I Have Some Questions...
What if leadership wasn’t about having the answers—but about asking better questions?
On "I Have Some Questions…", Erik Berglund – a founder, coach, and Speechcraft evangelist – dives into the conversations that high performers aren’t having enough. This isn’t your typical leadership podcast. It’s a tactical deep-dive into the soft skills that actually drive results: the hard-to-nail moments of accountability, the awkward feedback loops, and the language that turns good leaders into great ones.
Each week, Erik explores a question that has shaped his own journey. Expect raw, unpolished curiosity. Expect conversations with bold thinkers, rising leaders, and practitioners who are tired of recycled advice and ready to talk about what really works. Expect episodes that get under the hood of how real change happens: through what we say, how we say it, and how often we practice it.
This show is for driven managers, emerging execs, and anyone who knows that real growth comes from curiosity rather than charisma.
Subscribe if you’re ready to stop winging it and start leading with intention.
I Have Some Questions...
057: "Are We Training People to Know—or to Do?" (lessons from Cortney Harding)
🧠 Erik’s Take
After interviewing Cortney Harding, Erik reflects on how VR, AI, and immersive learning are reshaping the way we train people—especially in communication. But beyond the tech, this episode is about mindset shifts: from teaching to training, from knowing to doing, and from buying solutions to solving real problems. It’s a direct and thoughtful take on why so many AI and training initiatives fail—and what to do differently.
🎯 Top Insights from the Interview
- Don’t start with the tech—start with the problem. Buying AI solutions without knowing the core business issue is a fast track to wasted money and disillusioned teams.

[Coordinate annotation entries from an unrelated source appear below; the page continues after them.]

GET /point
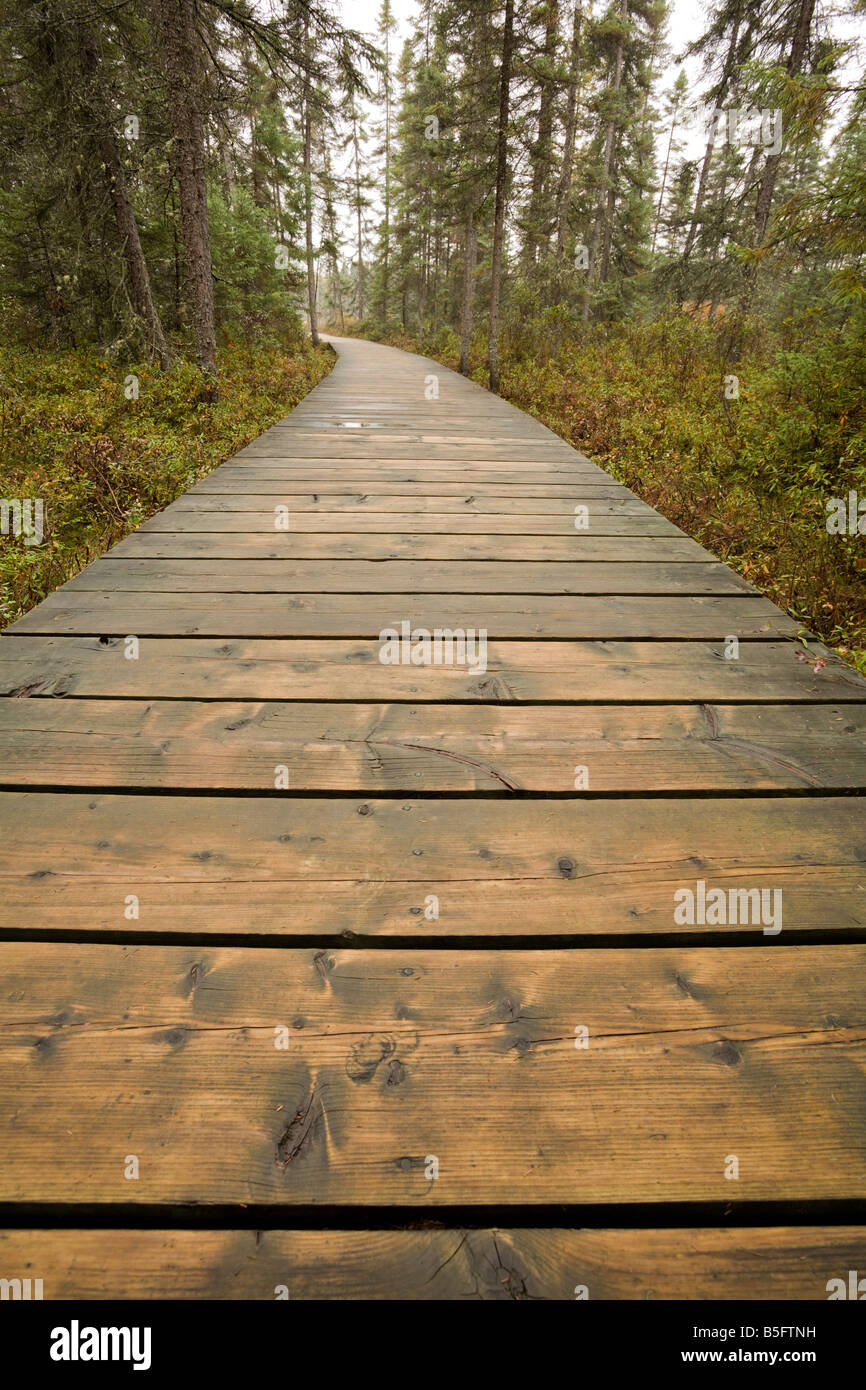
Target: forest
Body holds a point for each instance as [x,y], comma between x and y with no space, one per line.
[669,271]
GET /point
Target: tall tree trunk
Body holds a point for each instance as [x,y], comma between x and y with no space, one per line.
[502,170]
[360,225]
[563,191]
[538,221]
[470,248]
[307,189]
[175,25]
[670,141]
[722,93]
[799,43]
[124,216]
[602,228]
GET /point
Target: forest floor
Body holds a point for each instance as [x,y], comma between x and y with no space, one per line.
[102,463]
[748,477]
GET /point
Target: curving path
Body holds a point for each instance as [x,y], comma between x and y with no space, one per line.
[300,947]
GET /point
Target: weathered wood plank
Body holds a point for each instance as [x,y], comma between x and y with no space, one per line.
[398,1057]
[275,545]
[198,576]
[755,1264]
[630,519]
[599,501]
[228,480]
[499,868]
[516,672]
[346,474]
[346,615]
[388,748]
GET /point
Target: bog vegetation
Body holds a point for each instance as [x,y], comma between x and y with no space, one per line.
[666,264]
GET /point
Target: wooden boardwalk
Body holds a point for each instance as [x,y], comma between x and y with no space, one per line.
[355,979]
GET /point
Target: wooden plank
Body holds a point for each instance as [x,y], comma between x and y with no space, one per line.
[516,672]
[602,501]
[168,1054]
[346,615]
[389,748]
[284,865]
[275,545]
[755,1264]
[631,519]
[363,474]
[230,480]
[198,576]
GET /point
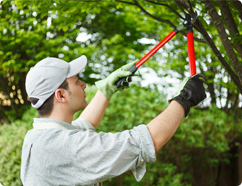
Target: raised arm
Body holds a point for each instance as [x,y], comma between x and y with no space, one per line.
[162,128]
[96,108]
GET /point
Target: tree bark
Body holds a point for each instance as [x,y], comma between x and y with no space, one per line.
[238,6]
[224,38]
[230,24]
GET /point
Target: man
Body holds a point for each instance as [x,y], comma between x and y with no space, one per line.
[59,151]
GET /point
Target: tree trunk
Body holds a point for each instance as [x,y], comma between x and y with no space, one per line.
[224,38]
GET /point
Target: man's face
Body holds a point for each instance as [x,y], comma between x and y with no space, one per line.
[77,96]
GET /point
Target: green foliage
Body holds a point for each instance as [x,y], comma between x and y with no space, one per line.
[11,140]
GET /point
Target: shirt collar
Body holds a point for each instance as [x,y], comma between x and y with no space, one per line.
[62,123]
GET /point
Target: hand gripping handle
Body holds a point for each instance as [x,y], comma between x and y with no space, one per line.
[120,81]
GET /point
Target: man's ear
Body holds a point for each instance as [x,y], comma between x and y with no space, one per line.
[60,95]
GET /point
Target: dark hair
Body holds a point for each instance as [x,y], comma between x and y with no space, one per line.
[47,107]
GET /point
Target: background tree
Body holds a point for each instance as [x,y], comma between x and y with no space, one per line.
[205,149]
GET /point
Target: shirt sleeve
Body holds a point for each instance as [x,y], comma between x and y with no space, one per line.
[100,156]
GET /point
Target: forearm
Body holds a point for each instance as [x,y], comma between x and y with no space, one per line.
[165,124]
[95,109]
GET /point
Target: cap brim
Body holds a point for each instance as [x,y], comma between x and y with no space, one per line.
[77,66]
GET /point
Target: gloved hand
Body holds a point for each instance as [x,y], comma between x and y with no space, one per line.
[107,86]
[190,92]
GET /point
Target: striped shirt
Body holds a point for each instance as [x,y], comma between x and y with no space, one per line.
[81,156]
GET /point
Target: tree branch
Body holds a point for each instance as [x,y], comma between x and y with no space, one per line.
[124,2]
[162,4]
[230,23]
[164,21]
[238,6]
[224,38]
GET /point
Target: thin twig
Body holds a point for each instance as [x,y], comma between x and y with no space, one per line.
[172,9]
[125,2]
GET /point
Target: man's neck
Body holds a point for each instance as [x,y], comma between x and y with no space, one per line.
[62,117]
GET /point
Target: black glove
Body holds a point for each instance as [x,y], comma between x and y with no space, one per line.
[191,92]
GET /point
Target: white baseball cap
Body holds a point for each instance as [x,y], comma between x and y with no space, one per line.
[47,75]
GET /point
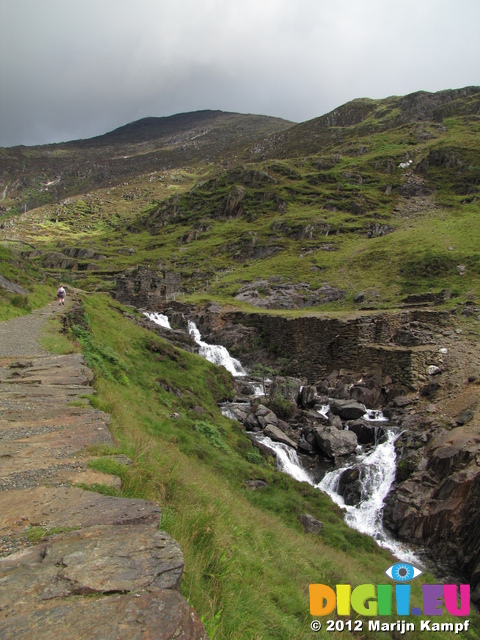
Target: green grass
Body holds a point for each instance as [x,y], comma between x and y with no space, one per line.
[248,563]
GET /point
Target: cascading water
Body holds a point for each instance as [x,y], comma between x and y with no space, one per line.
[216,353]
[378,472]
[377,465]
[287,459]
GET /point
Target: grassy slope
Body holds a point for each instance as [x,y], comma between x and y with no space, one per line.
[315,211]
[39,290]
[248,563]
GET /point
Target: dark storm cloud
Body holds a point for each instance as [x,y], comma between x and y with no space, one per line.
[73,69]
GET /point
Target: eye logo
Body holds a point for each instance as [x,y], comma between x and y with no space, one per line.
[403,572]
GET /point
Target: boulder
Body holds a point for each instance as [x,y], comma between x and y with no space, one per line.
[277,435]
[308,396]
[347,409]
[311,524]
[465,417]
[265,416]
[350,486]
[364,431]
[334,443]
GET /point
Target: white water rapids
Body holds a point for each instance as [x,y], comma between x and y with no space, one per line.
[378,464]
[212,352]
[378,473]
[216,353]
[158,318]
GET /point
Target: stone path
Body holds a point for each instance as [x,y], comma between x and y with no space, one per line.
[102,546]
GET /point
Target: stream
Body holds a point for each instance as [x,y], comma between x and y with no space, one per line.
[377,464]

- Immersive VR training is a game changer. People pay attention differently when they can’t multitask. They feel, not just observe, the learning.
- Failing safely is key to real learning. VR creates an environment where people can make mistakes without consequences—something real life rarely allows.
- Communication skills are still the power skill. As AI takes over more functions, human interaction remains the differentiator.
- Our system doesn’t train people to communicate well. Most professionals were never taught how to lead conversations—and it shows.
🧩 The Personal Layer
Erik admits to previously believing that vertical-specific training was the only way forward with AI and VR. But Cortney’s pushback made him reconsider: almost every organization stands to benefit from training people on core conversational competencies. He also unpacks how many leaders mistakenly assume communication is common sense—when it’s actually a trained, practiced skillset most never receive.
🧰 From Insight to Action
- ✅ Audit your training programs. Are they truly immersive and skills-based—or are they just compliance-driven content dumps?
- ❓ Ask better questions before adopting AI. What problem are you solving? Who needs to change? How will you measure progress?
- 🧠 Level up communication at scale. Invest in practical frameworks for listening, influence, and empathy—before the performance gaps get wider.
- 🎧 Get curious about failure. Safe environments to fail are rare. VR creates them. How are you providing that for your people?
- 🗺️ Broaden your definition of learning. Not everything that matters can be tested on a quiz. Start designing experiences, not just courses.
🗣️ Notable Quotes
“There’s a real cost to doing it wrong—not just failed projects, but AI fatigue.”
“You can’t multitask in VR. That’s the brute-force magic of it.”
“The future belongs to those who can influence with words. That’s not going anywhere.”
“We don’t train people to communicate—we just hope they figure it out. Most don’t.”
“If you're just throwing the AI fruit basket at the wall hoping something sticks… good luck.”